With my retirement just seven months away, advertisers are ready to have their way with me. In fact, with 37,000,000 American over the age of 65 and another 30,000,000 projected to reach this milestone within the next ten years, researchers continue to find new ways to slice and dice the senior marketplace. Once again, baby boomers are on the cutting edge of something, even though some of us are doing all we can, including plastic surgery, to hang onto our youth.

We’re special in other ways, too.

Here’s what Blaine Branchik, an associate professor of marketing at Quinnipiac University in Hamden, Connecticut, has to say about us. (Quoted in “Six Decades at the Center of Attention and Counting”, The New York Times, 1/6/2008.)

“Seniors, particularly baby boomers, each believe they belong to a market segment made up of exactly one person. Many believe the only thing they have in common is that they are all so unique that they have nothing in common.”

It seems as though some of us took way too many drugs back in the 60s and 70s. How else to explain such delusions?

On the other hand, maybe we’re not as conformist as consultants would like to lead marketers to believe. According to the article cited above, Age Wave, a consulting firm which brazenly promotes itself as “the nation’s foremost thought-leader on population aging and its profound business, social, and cultural implications”, has divvied up “post-retirement” consumers into four categories.

Ageless Explorers.” Rich retirees who respond to images of silver-haired scuba-divers reinventing themselves in their waning years.

Comfortably Contents”. Also wealthy, but more attracted to scenes of fishermen, friendly dogs, and rocking chairs. They want to spend their final years free from the responsibilities of work, social obligations and worrying about anything else.

(Are you laughing yet? Do you get the feeling that Age Wave conducted its research on Mars?)

“Live for Todays”. Wish they could relax, but didn’t save much, so their financial anxieties make them easy targets for Costa Rican retirement communities and thrifty insurance plans.

Sick and Tireds”. Basically ready to die, attracted to anything that makes the waiting less painful, particularly if it costs less than $19.95. (All sarcasm aside, this link provides some useful information that puts this 2002 reserach announcement into perspective, providing the percentage of people in each group, average household income, and average net worth.)

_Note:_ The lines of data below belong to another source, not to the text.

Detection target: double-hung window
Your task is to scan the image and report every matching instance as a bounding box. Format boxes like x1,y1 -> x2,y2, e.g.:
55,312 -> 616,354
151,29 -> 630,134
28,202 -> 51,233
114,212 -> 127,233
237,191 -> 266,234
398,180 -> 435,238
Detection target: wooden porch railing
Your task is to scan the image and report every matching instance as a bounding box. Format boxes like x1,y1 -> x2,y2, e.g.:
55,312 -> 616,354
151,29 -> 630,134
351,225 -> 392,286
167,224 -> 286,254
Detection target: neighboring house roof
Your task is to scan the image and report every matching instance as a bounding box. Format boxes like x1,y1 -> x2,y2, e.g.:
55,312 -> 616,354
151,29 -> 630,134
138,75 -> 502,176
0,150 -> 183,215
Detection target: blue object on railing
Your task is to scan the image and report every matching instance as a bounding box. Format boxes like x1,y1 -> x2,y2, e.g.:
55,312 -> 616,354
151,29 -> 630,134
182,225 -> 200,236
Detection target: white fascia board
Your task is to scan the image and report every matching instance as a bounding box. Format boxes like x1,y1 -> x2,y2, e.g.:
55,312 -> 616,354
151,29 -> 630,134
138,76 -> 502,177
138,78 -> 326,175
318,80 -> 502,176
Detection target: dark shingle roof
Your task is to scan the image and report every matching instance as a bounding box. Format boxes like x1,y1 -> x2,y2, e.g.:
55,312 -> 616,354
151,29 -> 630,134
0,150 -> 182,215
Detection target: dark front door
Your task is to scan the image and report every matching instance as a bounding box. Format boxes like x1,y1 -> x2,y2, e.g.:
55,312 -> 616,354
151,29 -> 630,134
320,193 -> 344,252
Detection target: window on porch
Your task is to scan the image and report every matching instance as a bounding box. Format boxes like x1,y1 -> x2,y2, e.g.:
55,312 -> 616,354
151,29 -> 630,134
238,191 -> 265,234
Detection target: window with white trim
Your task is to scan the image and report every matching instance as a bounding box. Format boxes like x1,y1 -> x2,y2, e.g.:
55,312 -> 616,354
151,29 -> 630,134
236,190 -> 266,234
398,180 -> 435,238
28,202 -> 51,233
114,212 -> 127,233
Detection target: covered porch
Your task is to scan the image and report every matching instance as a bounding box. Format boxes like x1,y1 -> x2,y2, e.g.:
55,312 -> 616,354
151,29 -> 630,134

(Still, I wish I were making some of this stuff up.)

Sounds like the retirement is a case of the haves and have-nots, both financially and psychologically. I suspect gray areas don’t exist in the marketing world. (And based on the latest batch of Super Bowls ads, not much reasoned thinking, either.)

My 87-year-old mother, whom marketers probably don’t care about anyway, doesn’t fit any of the above categories. I’d call her “comfortably content”, though she’s certainly not wealthy, has never fished a day in her life, and hasn’t owned a dog since she was a girl growing up in Springfield, Massachusetts. And she prefers recliners to rockers.

For that matter, I don’t see any place for me in Age Wave’s view of retirement. And that’s just fine with me, especially if it means fewer calls from telemarketers. (But I’m not keeping my fingers crossed on that one.)